Quantiles
Explanation
The median is the value in the middle of a sorted list of scores, i.e. the value for which 50% of the scores is equal or lower, and 50% in higher or lower. We could of course also split the data into four parts, each having 25% of the data. This results in the so-called quartiles.
A bit odd, but there are five quartiles. The 0th quartile is the minimum value, the 1st the value at 25%, the 2nd at 50% (equal to the median), the 3rd at 75%, and the 4th at the maximum (100%). One could argue about the 0th quartile being the minimum, alternative we could simply not define it. The term lower quartile and higher quartile (McAlister, 1879, p. 374) or upper quartile (Galton, 1881, p. 245) are also used for the first and third quartile.

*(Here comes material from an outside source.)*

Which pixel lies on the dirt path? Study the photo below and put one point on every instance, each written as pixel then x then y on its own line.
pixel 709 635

Unlike with the median, there are a lot of different methods to go about this (in the formula section I've listed 20 of them). They have slightly different results, and for large sample sizes this will usually not have a big impact. Just to show one difference figure 1 illustrates two different methods to determine what the quartiles should be.
Figure 1Two options for quartiles for scores 1 to 9

Both options have the same median, but the quartiles are different. One special mentioning is the method from Tukey who didn't use the term quartiles but hinges (Tukey, 1977, p. 33). The approach from Tukey is illustrated in figure 2.

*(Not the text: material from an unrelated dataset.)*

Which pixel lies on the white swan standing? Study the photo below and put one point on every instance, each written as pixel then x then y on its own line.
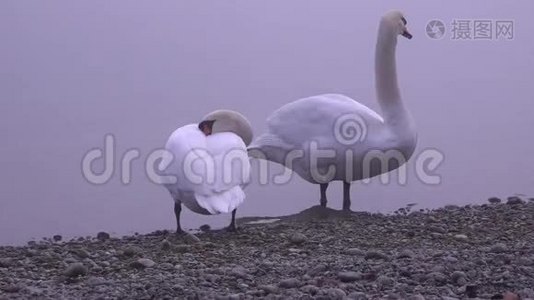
pixel 210 165
pixel 333 137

Figure 1Illustration of Tukey's Hinges

Quantiles (Kendall, 1940, p. 83) take the quartiles idea a step further and in essence just go for any percentage you want. If you divide by ranges of 20% you get quintiles (Fisher et al., 1922, p. 340), by 10% decentiles (Galton, 1881, p. 245), by 1% percentiles (Galton, 1885, p. 276), etc.
Obtaining the Measure
with Excel
Excel file: ME - Quartiles and Quantiles (E).xlsm
using stikpetE
without using stikpetE, using built-in functions
without using stikpetE, without built-in functions
without using stikpetE, for non-numerical data
with Python
Notebook: ME - Quartiles and Quantiles (P).ipynb
using stikpetP
without using stikpetP, using Pandas or Numpy
without using stikpetP, without 3rd party libraries
with R
Notebook from video: ME - Quartiles and Quantiles (R).ipynb
using stikpetR
without using stikpetR
without using stikpetR, all possible methods
with SPSS
Formula
For the inclusive method, the index of the first and third quartile can be found using:
\(i = \begin{cases} \frac{n+2}{4} & \text{ if } n \text{ mod } 2 = 0 \\ \frac{n+3}{4} & \text{ else } \end{cases}\)

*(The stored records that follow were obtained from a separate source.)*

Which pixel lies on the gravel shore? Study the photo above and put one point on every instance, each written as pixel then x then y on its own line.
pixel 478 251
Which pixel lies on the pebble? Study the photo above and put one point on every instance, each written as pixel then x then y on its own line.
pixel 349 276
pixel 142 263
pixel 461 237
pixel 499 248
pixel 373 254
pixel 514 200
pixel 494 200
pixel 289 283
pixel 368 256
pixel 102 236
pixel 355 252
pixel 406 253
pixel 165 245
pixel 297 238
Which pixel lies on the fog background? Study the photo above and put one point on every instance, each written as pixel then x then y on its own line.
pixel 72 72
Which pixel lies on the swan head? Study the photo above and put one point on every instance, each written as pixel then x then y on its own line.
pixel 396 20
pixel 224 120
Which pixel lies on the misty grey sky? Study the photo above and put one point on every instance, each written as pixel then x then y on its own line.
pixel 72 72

\(i = \begin{cases} \frac{3\times n +2}{4} & \text{ if } n \text{ mod } 2 = 0 \\ \frac{3\times n+1}{4} & \text{ else } \end{cases}\)
For the exlusive method, the index of the first and third quartile can be found using:
\(i = \begin{cases} \frac{n+2}{4} & \text{ if } n \text{ mod } 2 = 0 \\ \frac{n + 1}{4} & \text{ else } \end{cases}\)
\(i = \begin{cases} \frac{3\times n +2}{4} & \text{ if } n \text{ mod } 2 = 0 \\ \frac{3\times n + 3}{4} & \text{ else } \end{cases}\)
The inclusive method could be found in Tukey (1977, p. 32), Siegel and Morgan (1996, p. 77) or Vining (1998, p. 44). Tukey referred to this as hinges, rather than quartiles. The exclusive method in Moore and McCabe (1989, p. 33) or Joarder and Firozzaman (2001, p. 88).
Others use a proportion of the data (\(p\)). These can then be used for any quantile. For a first quartile \(p = \frac{1}{4}\), and for a third quartile \(p = \frac{3}{4}\). The index of the quantile \(i\) can then be found in different ways, depending on your source.
Label | i |
---|---|
SAS1 | \(n\times p\) |
SAS4 | \(\left(n + 1\right)\times p\) |
HL | \(n\times p + \frac{1}{2}\) |
Excel | \(\left(n - 1\right)\times p + 1\) |
HF8 | \(\left(n + \frac{1}{3}\right)\times p + \frac{1}{3}\) |
HF9 | \(\left(n + \frac{1}{4}\right)\times p + \frac{3}{8}\) |
If the resulting index \(i\) is an integer there are two options:
- use that integer as index, i.e. \(Q_p = x_i\)
- use the midpoint between the score with that index and the next integer, i.e. \(Q_p = \frac{x_{i} + x_{i+1}}{2}\)
If the resulting index is not an integer there are a few different variations
- round down \(\lfloor\dots\rfloor\)
- round up \(\lceil\dots\rceil\)
- use bankers rounding \(\left<\dots\right>\)
- round to the nearest integer \(\left[\dots\right]\)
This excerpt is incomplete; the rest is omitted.